Just as an individual forsaking dilapidated raiment dons new clothes, so the body-encased soul, relinquishing bodily habitations, enters others that are new.
No weapon can pierce the soul; no fire can burn it; no water can moisten it; nor any wind wither it. The soul is uncleavable; it cannot be burnt or wetted or dried. The soul is immutable, all permeating, ever calm, and immovable—eternally the same.
Bhagavad Gita II:20, 22 -24
“Women were always healers- naturally born healers. They hold the crying child and soothe their needs (psychiatrist). They dig out the thorn from the finger (surgeon). They ease the fever (internist). They dress the sores and bathe their beloved ones in herbs (herbalist). They dry the tears (minister). They practice medicine without a license every day of their lives to help their fellow men, their families and their friends.” -Hanna Kroeger, excerpt from God Helps Those Who Help Themselves
My friend from Self Realization Fellowship recently came back from India. Last weekend I attended a slideshow of her trip. She brought everyone a gift and gave me this booklet, Developing Dynamic Will published by the Yogoda Satsanga Society of India. This passage is from the booklet . . .
Nothing is impossible when will becomes dynamic: Choose a good, wholesome, constructive goal and then determine you are going to achieve it. No matter how many times you fail, keep on trying. No matter what happens, if you have unalterably resolved, The earth may be shattered, but I will keep on doing the best I can,” you are using dynamic will, and you will succeed. That dynamic will is what makes one man rich and another man strong and another man a saint. – Paramahansa Yogananda
“We waste so much energy trying to cover up who we are when beneath every attitude is the want to be loved, and beneath every anger is a wound to be healed and beneath every sadness is the fear that there will not be enough time.
When we hesitate in being direct, we unknowingly slip something on, some added layer of protection that keeps us from feeling the world, and often that thin covering is the beginning of a loneliness which, if not put down, diminishes our chances of joy.
It’s like wearing gloves every time we touch something, and then, forgetting we chose to put them on, we complain that nothing feels quite real.
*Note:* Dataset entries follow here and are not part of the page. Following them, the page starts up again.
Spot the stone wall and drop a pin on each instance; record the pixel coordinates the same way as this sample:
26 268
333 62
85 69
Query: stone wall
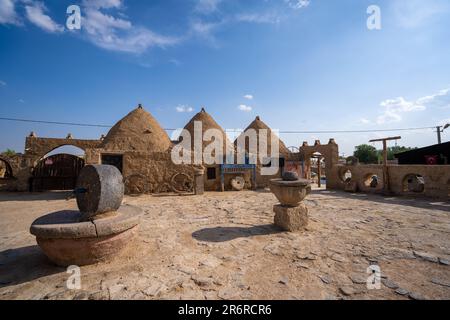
21 172
153 172
39 147
436 178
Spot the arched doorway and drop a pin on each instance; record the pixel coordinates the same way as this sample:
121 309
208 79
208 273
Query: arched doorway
318 170
5 170
58 170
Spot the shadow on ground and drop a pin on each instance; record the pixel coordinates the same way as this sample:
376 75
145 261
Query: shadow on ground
35 196
24 264
224 234
418 202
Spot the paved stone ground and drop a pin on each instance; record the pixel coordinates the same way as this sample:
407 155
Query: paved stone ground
224 246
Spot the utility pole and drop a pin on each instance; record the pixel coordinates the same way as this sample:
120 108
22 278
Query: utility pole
438 131
386 184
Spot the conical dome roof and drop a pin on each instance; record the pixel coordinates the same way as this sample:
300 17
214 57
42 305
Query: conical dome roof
138 131
207 123
257 125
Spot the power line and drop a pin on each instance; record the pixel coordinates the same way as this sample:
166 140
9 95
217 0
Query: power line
229 130
58 123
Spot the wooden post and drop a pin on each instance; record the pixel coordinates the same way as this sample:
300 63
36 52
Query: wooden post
319 173
386 183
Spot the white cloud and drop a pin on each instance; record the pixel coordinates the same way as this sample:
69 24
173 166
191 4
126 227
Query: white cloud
183 108
207 6
271 18
35 13
105 4
245 108
364 121
117 34
395 108
297 4
8 13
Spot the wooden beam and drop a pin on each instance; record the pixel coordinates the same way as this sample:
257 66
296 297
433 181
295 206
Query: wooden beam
385 139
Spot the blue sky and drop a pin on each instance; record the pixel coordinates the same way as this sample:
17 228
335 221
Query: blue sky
301 65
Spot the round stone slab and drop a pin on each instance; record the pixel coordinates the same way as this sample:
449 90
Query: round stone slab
67 241
99 190
68 225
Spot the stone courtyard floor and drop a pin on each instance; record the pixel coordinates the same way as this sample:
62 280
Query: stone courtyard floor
224 246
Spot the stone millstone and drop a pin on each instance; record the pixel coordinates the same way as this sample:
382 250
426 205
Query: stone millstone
101 188
290 176
291 218
238 183
66 240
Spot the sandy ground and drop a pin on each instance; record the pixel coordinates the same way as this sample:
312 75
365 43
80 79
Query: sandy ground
224 246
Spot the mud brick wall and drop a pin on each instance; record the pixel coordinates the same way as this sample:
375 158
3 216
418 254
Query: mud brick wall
151 172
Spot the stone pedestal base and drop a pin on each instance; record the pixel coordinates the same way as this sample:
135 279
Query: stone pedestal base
199 184
291 218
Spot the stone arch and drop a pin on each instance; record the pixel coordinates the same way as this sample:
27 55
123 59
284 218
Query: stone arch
330 153
372 181
346 174
39 147
413 183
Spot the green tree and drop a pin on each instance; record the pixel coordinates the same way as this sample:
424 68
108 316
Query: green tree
366 154
392 151
9 153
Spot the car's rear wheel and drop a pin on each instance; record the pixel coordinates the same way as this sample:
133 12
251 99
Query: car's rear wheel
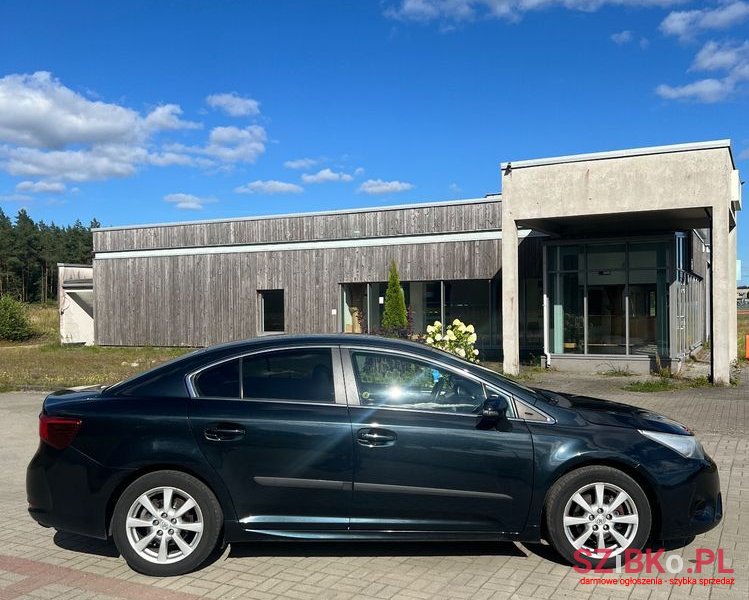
166 523
597 512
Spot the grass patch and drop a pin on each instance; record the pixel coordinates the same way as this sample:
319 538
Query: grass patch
613 371
45 321
52 366
743 329
661 384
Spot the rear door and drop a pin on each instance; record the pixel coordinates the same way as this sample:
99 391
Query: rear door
275 427
421 462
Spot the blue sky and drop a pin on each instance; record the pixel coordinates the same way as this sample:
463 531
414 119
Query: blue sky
133 112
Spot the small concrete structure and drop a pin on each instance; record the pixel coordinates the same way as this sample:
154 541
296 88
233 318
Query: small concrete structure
615 195
76 303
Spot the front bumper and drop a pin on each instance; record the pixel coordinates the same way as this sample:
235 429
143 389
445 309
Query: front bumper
693 507
69 491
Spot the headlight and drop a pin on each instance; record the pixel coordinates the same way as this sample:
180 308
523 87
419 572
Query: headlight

Our challenge each day is not to get dressed to face the world but to unglove ourselves so that the doorknob feels cold and the car handle feels wet and the kiss goodbye feels like the lips of another being, soft and unrepeatable.”
Mark Nepo, The Book of Awakening: Having the Life You Want by Being Present to the Life You Have
“The greatest disease in the West today is not TB or leprosy; it is being unwanted, unloved, and uncared for. We can cure physical diseases with medicine, but the only cure for loneliness, despair, and hopelessness is love. There are many in the world who are dying for a piece of bread but there are many more dying for a little love. The poverty in the West is a different kind of poverty — it is not only a poverty of loneliness but also of spirituality. There’s a hunger for love, as there is a hunger for God.”